During what otherwise might have been a tame speech about the importance of U.S.-China relations (yeah, Vikram, we know), Pandit said that he had been in Washington earlier this week taking part in the U.S.-Strategic and Economic Dialog with Secretary of State Hillary Clinton, Treasury Secretary Tim Geithner, and Secretary of Commerce Gary Locke, and meeting senior Chinese officials, including Vice Premier Wang Qishan and State Councilor Dai Bingguo, and a number of prominent Chinese business leaders. The confab had started out with the same old clashes over China's currency policies and human rights record, though it ended with a Chinese agreement to allow U.S. banks to sell mutual funds and underwrite corporate bonds in China for the first time.
Pandit didn't mention those breakthroughs, but he did pick up the cudgel to hammer the currency issue -- rather gently, of course, as Citi is still can't expand its retail branches in China beyond the 13 cities where it is allowed and isn't permitted to offer its full range of banking services. The company currently employs 5,000 people in China; Citi execs in Asia have said they would like to have 12,000 employees, and more than 100 branches, within three years.
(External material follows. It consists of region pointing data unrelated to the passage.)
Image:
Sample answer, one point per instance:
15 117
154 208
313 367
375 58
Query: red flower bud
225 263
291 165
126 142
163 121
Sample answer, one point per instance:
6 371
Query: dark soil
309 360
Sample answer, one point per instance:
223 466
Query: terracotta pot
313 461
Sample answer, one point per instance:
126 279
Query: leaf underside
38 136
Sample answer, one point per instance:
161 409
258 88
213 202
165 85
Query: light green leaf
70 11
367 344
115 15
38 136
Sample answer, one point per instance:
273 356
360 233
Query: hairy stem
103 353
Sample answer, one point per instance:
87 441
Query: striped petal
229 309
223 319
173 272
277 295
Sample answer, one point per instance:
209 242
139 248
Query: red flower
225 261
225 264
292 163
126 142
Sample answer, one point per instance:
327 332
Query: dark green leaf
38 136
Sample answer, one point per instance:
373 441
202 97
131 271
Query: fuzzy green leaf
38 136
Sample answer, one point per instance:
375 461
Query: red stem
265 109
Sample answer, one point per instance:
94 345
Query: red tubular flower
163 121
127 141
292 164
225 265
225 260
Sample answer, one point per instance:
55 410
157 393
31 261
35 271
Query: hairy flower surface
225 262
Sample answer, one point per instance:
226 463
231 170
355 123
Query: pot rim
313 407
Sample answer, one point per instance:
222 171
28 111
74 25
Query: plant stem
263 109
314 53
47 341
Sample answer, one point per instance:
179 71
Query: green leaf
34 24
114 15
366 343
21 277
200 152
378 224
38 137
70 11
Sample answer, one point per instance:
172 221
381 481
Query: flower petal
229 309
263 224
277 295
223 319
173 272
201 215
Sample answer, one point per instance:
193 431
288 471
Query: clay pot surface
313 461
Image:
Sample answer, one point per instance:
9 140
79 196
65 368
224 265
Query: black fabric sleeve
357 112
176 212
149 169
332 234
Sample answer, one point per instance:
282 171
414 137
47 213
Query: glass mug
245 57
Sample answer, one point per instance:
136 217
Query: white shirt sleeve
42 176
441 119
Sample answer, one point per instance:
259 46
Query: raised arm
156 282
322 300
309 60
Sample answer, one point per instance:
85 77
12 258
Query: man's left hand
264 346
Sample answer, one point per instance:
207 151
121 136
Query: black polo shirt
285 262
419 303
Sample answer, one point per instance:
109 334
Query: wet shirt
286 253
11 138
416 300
"Making the currency convertible would go a long way toward solving the liquidity problem and addressing inflation," Pandit asserted, but conceded that "it might also exacerbate unemployment and slow growth."
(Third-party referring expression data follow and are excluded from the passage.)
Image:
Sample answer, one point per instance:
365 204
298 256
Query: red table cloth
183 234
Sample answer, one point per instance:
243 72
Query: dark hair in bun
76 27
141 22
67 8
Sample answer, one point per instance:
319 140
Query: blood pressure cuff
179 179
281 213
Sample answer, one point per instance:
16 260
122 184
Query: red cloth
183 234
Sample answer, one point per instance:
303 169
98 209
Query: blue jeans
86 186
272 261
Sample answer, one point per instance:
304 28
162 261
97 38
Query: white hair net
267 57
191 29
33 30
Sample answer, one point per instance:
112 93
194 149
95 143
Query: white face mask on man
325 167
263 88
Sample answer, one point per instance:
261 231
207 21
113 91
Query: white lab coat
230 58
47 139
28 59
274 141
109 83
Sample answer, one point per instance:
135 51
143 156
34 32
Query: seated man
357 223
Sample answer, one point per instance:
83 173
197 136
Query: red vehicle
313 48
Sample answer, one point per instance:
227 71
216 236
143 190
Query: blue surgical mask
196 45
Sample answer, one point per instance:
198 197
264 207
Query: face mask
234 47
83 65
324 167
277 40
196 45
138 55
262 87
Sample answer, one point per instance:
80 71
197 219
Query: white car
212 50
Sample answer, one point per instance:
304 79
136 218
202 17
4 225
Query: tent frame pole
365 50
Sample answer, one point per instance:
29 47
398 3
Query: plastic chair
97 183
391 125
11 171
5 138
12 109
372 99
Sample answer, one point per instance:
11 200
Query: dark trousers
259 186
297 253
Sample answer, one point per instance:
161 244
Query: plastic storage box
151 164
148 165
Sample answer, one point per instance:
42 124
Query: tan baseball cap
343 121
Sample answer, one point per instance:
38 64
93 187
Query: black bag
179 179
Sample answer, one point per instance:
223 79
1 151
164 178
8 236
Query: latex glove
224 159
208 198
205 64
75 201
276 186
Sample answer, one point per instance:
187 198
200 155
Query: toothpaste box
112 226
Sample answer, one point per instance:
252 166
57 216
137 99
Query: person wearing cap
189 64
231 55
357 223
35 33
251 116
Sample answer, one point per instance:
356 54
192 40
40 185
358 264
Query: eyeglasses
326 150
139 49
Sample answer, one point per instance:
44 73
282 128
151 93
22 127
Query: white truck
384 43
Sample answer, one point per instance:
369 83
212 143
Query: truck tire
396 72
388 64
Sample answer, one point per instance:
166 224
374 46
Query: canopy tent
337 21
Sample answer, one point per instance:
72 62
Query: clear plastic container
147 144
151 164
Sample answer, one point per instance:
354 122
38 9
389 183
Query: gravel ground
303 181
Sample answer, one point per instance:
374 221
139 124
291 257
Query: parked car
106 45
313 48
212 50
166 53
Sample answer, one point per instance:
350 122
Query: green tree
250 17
Pandit also noted the negative impact of China's currency controls, saying that the constraints on cross-border capital flows hinders the nation's high level of private savings from flowing out of the country to find productive investments and opportunities abroad. "Today, only the government lends to international markets. As a result, we can't be confident that what investment that does take place is happening efficiently," Pandit told the crowd. "More importantly, as too much money chases too few opportunities in the domestic market, asset price inflation is inevitable. All that money has to be invested somewhere." In April, consumer prices in China rose more than 5%, and Chinese officials have repeatedly acknowledged a housing bubble in major cities.
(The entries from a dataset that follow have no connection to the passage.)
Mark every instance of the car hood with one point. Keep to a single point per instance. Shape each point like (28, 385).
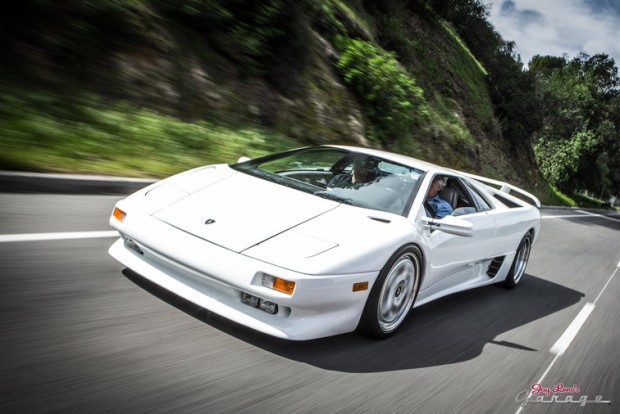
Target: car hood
(241, 211)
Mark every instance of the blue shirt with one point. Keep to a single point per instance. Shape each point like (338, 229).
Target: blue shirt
(442, 207)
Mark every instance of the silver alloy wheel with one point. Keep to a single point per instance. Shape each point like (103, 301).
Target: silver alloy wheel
(398, 292)
(522, 257)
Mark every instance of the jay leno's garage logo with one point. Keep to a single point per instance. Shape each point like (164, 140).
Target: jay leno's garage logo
(558, 394)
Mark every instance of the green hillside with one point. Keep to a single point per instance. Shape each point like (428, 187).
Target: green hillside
(152, 87)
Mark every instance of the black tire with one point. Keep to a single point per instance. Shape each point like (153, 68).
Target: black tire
(393, 294)
(517, 270)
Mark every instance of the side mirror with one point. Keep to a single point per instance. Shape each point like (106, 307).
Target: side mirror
(450, 225)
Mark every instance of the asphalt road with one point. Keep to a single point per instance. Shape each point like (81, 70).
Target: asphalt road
(79, 335)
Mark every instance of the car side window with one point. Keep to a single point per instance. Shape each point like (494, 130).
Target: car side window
(481, 203)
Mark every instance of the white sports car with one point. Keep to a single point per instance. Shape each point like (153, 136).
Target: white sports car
(324, 240)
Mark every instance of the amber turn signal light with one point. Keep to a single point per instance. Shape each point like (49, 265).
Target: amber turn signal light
(119, 214)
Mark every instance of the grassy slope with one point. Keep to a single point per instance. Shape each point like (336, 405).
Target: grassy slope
(82, 132)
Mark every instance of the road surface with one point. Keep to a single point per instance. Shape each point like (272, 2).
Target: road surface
(79, 335)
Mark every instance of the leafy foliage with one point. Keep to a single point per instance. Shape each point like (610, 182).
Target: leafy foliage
(49, 132)
(393, 102)
(578, 148)
(511, 88)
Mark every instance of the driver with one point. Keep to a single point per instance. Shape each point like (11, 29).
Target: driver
(435, 206)
(364, 171)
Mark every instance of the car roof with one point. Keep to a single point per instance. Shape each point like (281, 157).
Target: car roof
(400, 159)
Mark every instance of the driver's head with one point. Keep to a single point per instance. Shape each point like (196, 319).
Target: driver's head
(436, 187)
(363, 168)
Pandit called for the U.S. to increase exports to China, and for Chinese consumers, who have an extraordinarily high savings rate of 53%, to pick up their spending. "By far, the most underdeveloped consumer market among the world's major economies is China's," he said.
Still, Pandit remained optimistic about China-U.S. relations. "Devolution into trade wars -- or worse -- would fit the template of history," he said. "But I don't see that happening here, I really don't."
Trade wars, currency manipulation and asset price inflation in China are part of a vocabulary that departs from Pandit's usual scripts. At the World Economic Forum in Davos, Switzerland, for example, Pandit spoke about expanding financial services to the poor. During the economic crisis, most of his public comments centered around financial regulation and reform.
So does this signal a new coming-out on the global stage for the Indian-born Pandit? Perhaps. But it might be more a sign that the angst that had seized the financial sector during the mortgage meltdown is finally over, and that it's now time to focus on the rest of the world. Let's hope.